Recently I started a personal experiment based on a simple question – what would happen if I started to track everything I could about my health including my diet, exercise, sleep and overall state of mind? Could I use this information to guide myself towards a healthier lifestyle? Could I draw insights that I could use to ultimately change my behaviour for the better?
The concept here is not particularly new. People have been counting calories and fitness enthusiasts have been logging their exercise results for decades. Never before, though, have so many devices existed that allow people to monitor themselves. Everything from fitness watches, wireless scales, blood pressure and heart rate monitors and even sophisticated sleep monitors – all of them now available at a reasonable cost to the average person.
So I’ve embarked on a personal challenge to track as much as I can about my health and activities. Here’s my experience so far:
- My GPS-enabled watch is easy and fun to use and gives me great insight into my runs. The feedback I get from it motivates me to improve
- There is nothing like tracking what you eat to better understand your diet. The feedback (assuming one tracks intake accurately and completely) is invaluable. But I personally found that tracking my dietary intake became painful after a few weeks.

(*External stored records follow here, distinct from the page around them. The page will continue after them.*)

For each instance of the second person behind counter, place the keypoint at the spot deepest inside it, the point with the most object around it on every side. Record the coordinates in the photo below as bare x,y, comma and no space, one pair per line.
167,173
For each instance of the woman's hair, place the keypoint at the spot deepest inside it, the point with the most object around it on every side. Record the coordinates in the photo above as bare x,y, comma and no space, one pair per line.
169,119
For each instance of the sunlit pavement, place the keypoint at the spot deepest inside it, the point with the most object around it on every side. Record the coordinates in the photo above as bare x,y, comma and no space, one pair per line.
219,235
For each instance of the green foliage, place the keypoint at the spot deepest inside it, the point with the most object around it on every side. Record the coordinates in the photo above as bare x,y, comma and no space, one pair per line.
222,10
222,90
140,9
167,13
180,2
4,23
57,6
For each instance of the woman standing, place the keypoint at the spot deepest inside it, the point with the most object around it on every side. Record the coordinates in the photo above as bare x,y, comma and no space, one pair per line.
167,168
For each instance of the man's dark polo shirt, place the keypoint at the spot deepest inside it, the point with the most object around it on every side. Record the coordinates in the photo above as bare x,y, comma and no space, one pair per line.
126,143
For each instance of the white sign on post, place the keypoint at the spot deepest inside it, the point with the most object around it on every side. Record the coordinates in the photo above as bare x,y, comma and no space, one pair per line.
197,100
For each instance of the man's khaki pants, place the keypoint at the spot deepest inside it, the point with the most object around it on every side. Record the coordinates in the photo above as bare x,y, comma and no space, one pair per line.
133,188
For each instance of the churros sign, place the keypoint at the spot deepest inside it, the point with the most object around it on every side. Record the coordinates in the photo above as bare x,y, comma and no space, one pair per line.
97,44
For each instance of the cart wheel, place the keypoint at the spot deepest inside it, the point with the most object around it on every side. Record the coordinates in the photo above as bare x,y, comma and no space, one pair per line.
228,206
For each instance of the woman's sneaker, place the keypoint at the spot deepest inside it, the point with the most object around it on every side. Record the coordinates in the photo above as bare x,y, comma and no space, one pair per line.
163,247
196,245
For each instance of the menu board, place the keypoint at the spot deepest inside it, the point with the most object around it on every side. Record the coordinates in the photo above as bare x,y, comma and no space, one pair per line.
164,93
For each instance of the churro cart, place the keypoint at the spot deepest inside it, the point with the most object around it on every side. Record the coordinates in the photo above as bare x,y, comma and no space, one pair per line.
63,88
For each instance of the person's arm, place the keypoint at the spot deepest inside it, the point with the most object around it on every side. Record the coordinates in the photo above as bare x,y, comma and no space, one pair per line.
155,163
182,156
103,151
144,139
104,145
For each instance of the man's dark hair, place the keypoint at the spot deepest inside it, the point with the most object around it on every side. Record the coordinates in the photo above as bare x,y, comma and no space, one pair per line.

It takes a lot of time!
- Some data simply doesn’t change very much and measuring frequently isn’t all that useful. My blood pressure, for instance, is relatively stable, so I likely won’t continue tracking this as closely.
- The ability to see all of the data in a more integrated way would be useful, but currently I haven’t come across an application that allows this holistic view.
- Despite the significant advances in sophistication and ease of use of the underlying technology, self-monitoring is a lot of work because it produces a lot of disparate data.
My conclusion on this personal experiment… periodic self-monitoring targeted at some specific end (for example, how much sodium did I ingest last week?) is useful. Constant self-monitoring – not so much!
Do you do any self-monitoring? What has your experience been?